1,000%! And if anyone wants to attack him, they can meet me at my Dojang and try to attack me first:

DO SAN DOJANG
4325 SUNSET BLVD.
LA, CA. 90029

http://www.geocities.com/dosanmartialartsschool/


----------



## glad2bhere (Apr 29, 2004)

Very nice. Very nice indeed. 

I was kind of curious why it would be necessary to be so ostentatious in your show of support for Frank. Then I visited your website. "NHA representative"?
8th dan from World Kido Association? Standings reported in 4 different arts and four different associations--- and all in less than 20 years? You don't happen to have a membership in the KMAIA somewhere in your background, do you? 

Yes, very nice, indeed. Thank you. You and your website just validated everything I have said, been speaking to and been addressing far better than anything I could have possibly said myself. 

Note to moderator: You needn't be concerned regarding any further comments on my part in this regard. I can't top the previous post. I rest my case. 

Best Wishes, 

Bruce


----------



## fawkesburning (Apr 29, 2004)

From the dojang digest ....


Message: 12
Date: Thu, 11 Mar 2004 09:37:06 -0800 (PST)
From: Master Arce <dosanmartialarts@yahoo.com>
Subject: Subject: Re: [The_Dojang] Hello
To: the_dojang@martialartsresource.net
Reply-To: the_dojang@martialartsresource.net

 No Sir. I am not with Dr. Hackworth and his wife. I along with Master Frank Clay and Fabian Duque, were among many scammed by this man. I want no part of him, nor do I want to be associtated with him in ANY way. I love the Korean Martial Arts, and I love this Digest. There are people here who can vouch for me as being a nice person, such as Robert Martin(ITF), Melinda(Chajonshim), and Master Richards(Moja Kwan), just to name a few.
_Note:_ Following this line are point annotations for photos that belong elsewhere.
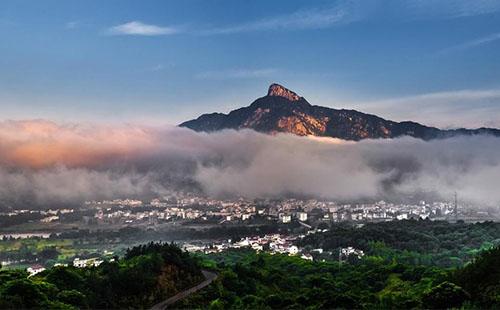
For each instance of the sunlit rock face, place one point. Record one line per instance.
(282, 110)
(280, 91)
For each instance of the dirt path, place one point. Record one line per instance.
(209, 278)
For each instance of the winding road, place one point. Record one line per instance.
(209, 278)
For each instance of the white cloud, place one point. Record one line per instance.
(236, 74)
(41, 162)
(342, 13)
(140, 29)
(471, 44)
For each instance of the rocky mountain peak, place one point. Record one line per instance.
(280, 91)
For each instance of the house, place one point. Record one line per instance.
(33, 270)
(82, 263)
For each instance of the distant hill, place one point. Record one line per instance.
(282, 110)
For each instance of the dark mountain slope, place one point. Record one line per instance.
(282, 110)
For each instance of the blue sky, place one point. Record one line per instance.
(437, 62)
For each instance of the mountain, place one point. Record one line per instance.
(282, 110)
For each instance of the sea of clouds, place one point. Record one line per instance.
(43, 163)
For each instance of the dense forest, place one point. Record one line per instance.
(407, 264)
(416, 242)
(145, 275)
(262, 281)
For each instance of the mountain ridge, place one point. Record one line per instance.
(282, 110)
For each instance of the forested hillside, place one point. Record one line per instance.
(146, 275)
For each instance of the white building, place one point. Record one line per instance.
(82, 263)
(33, 270)
(302, 216)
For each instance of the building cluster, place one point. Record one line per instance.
(273, 243)
(179, 206)
(285, 211)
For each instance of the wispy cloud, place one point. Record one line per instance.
(452, 8)
(315, 18)
(72, 24)
(470, 44)
(236, 74)
(140, 29)
(469, 108)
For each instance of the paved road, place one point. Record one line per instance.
(209, 278)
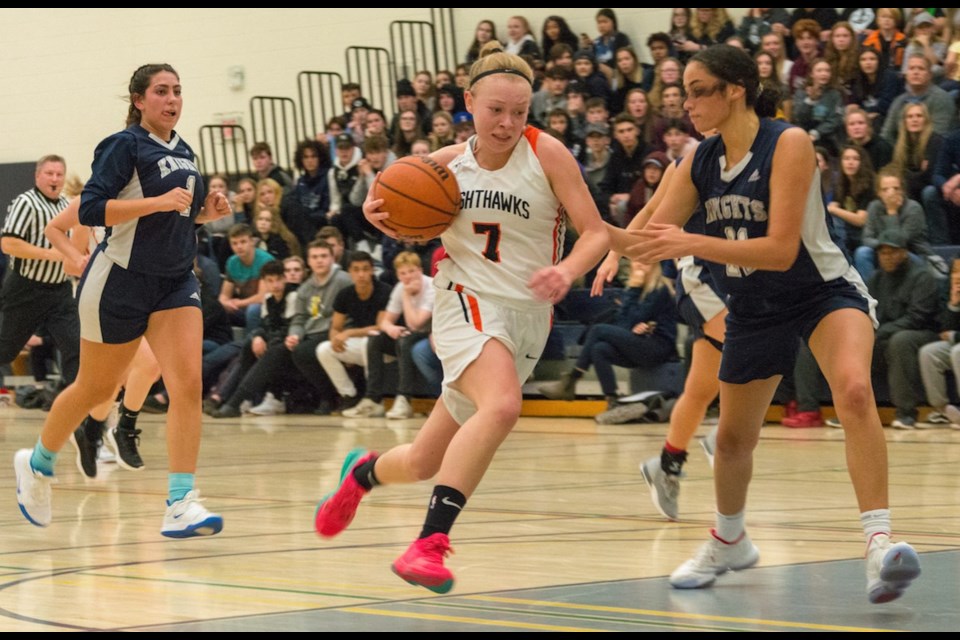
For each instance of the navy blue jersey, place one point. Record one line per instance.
(135, 164)
(736, 204)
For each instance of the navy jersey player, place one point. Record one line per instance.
(766, 239)
(701, 307)
(492, 310)
(139, 283)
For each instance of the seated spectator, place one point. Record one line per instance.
(609, 40)
(915, 157)
(942, 356)
(241, 293)
(627, 74)
(624, 169)
(341, 178)
(940, 105)
(873, 89)
(860, 131)
(405, 323)
(264, 359)
(595, 155)
(310, 325)
(520, 40)
(908, 306)
(442, 134)
(357, 311)
(553, 94)
(644, 334)
(304, 208)
(273, 236)
(643, 189)
(853, 193)
(261, 154)
(818, 107)
(941, 199)
(892, 211)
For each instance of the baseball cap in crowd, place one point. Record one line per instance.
(405, 88)
(576, 86)
(892, 238)
(596, 129)
(584, 54)
(360, 103)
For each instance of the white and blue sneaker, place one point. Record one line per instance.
(890, 569)
(187, 518)
(33, 489)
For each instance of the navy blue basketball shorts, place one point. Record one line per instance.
(763, 333)
(115, 303)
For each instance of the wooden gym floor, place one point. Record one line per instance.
(560, 536)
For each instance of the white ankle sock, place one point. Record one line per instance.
(874, 522)
(730, 528)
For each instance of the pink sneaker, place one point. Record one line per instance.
(803, 420)
(422, 564)
(336, 510)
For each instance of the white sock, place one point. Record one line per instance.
(730, 528)
(875, 522)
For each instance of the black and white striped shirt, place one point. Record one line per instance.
(27, 216)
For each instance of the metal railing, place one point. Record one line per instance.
(224, 149)
(372, 69)
(273, 119)
(320, 93)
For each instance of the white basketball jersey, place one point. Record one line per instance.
(510, 225)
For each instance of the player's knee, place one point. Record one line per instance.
(855, 392)
(422, 465)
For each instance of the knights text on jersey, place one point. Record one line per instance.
(736, 204)
(510, 225)
(134, 164)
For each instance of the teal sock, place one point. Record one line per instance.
(179, 484)
(43, 459)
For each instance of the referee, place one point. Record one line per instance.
(36, 291)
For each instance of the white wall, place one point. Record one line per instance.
(64, 72)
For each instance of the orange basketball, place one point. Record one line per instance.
(421, 196)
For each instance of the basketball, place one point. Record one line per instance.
(421, 196)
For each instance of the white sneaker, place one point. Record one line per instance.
(709, 444)
(713, 558)
(664, 487)
(366, 408)
(270, 406)
(188, 518)
(401, 409)
(890, 569)
(934, 420)
(33, 489)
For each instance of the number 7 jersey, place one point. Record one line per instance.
(510, 225)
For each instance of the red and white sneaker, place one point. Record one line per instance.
(422, 564)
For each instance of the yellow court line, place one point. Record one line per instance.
(465, 620)
(672, 614)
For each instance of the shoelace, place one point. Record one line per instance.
(39, 490)
(133, 434)
(438, 547)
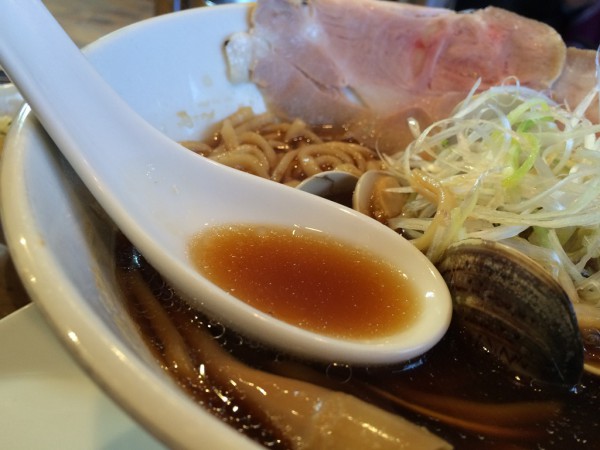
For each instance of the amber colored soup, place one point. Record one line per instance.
(307, 280)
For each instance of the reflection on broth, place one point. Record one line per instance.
(307, 280)
(456, 390)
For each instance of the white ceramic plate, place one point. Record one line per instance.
(171, 70)
(49, 402)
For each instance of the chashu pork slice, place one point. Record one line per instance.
(372, 64)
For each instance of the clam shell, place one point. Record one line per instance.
(515, 310)
(372, 198)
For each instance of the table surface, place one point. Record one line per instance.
(84, 21)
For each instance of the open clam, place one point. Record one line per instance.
(515, 310)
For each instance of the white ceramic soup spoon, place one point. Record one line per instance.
(160, 195)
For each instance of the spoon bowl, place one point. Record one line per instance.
(161, 195)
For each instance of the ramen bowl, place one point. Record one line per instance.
(171, 70)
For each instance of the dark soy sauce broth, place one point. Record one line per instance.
(308, 280)
(455, 390)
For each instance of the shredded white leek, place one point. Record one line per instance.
(509, 165)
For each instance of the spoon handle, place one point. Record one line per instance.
(125, 162)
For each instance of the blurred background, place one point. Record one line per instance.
(578, 21)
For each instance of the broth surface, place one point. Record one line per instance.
(456, 390)
(307, 280)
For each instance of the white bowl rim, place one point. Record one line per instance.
(84, 336)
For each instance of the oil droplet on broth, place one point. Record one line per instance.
(307, 280)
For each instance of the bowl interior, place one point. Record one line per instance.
(171, 70)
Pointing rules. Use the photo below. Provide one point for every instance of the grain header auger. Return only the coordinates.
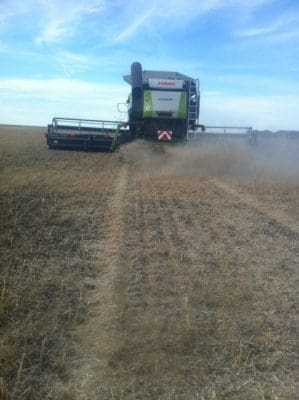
(162, 106)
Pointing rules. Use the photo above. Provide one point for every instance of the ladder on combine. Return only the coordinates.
(193, 103)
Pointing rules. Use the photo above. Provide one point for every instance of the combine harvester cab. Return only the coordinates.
(86, 134)
(163, 105)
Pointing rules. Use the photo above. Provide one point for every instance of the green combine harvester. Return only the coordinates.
(162, 106)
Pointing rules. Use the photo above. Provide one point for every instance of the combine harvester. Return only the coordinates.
(163, 106)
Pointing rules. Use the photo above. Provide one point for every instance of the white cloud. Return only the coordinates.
(36, 102)
(260, 112)
(170, 14)
(282, 28)
(61, 20)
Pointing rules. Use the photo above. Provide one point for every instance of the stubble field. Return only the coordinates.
(149, 273)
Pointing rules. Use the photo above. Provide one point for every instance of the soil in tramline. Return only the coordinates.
(151, 273)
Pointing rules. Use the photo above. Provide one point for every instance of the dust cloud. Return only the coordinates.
(271, 159)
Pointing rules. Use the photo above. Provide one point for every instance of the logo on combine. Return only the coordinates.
(166, 83)
(165, 135)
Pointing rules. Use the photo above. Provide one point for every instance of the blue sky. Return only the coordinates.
(66, 58)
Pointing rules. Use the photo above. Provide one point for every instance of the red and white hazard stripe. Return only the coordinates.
(165, 135)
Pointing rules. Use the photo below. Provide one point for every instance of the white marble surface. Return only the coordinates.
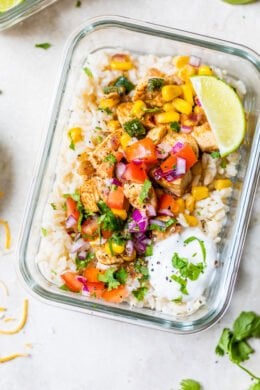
(72, 351)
Thank you.

Peace....


----------



## iron_ox (Apr 29, 2004)

Hello all,

Amazing that a discussion that no one reads each others posts, and results in insults and the like being thrown around would result in a post like the one above from dosan.  The fact is that this board is generally lots of fun and contains great discussion.

People come here of their own accord, and how they post, and what they say should be fine topics of discussion.  In addition, if parties act one way on one board and one way on another, that should be discussed also.  

The public reading this assumes that when someone signs their name with a title of rank, that rank should mean that they might be above personal crap and stick to the topic at hand.  That includes dragging their personal life into a discussion where it is not needed. People come here to read and learn about Hapkido - not someone's private, personal issues/problems - I for one could care less about that - regardless of context.

Lastly, it does seem funny to me that although people want to distance themselves from others that they feel are scam artists, their actions and words reflect the time they spent with these people.  Dosan, these types of veiled threats are weak and benieth us all here - support your friends all you want, but find a way to express your opinion in an adult manner - your post sounds just like your old mentor in Florida - for shame.  This type of Neanderthal, knee jerk response is so juvenile that it borders on outrageous.

The Hapkido of Doju nim Choi, Yong Sul is weakened with this type of discussion.

Kevin Sogor


----------



## Seig (Apr 29, 2004)

Admin Note:

This thread violates MT's "Friendly Atmosphere" policy.  While we understand the desire to be loyal to people, this is over the top.
Thread Locked
Seig
MT Admin


----------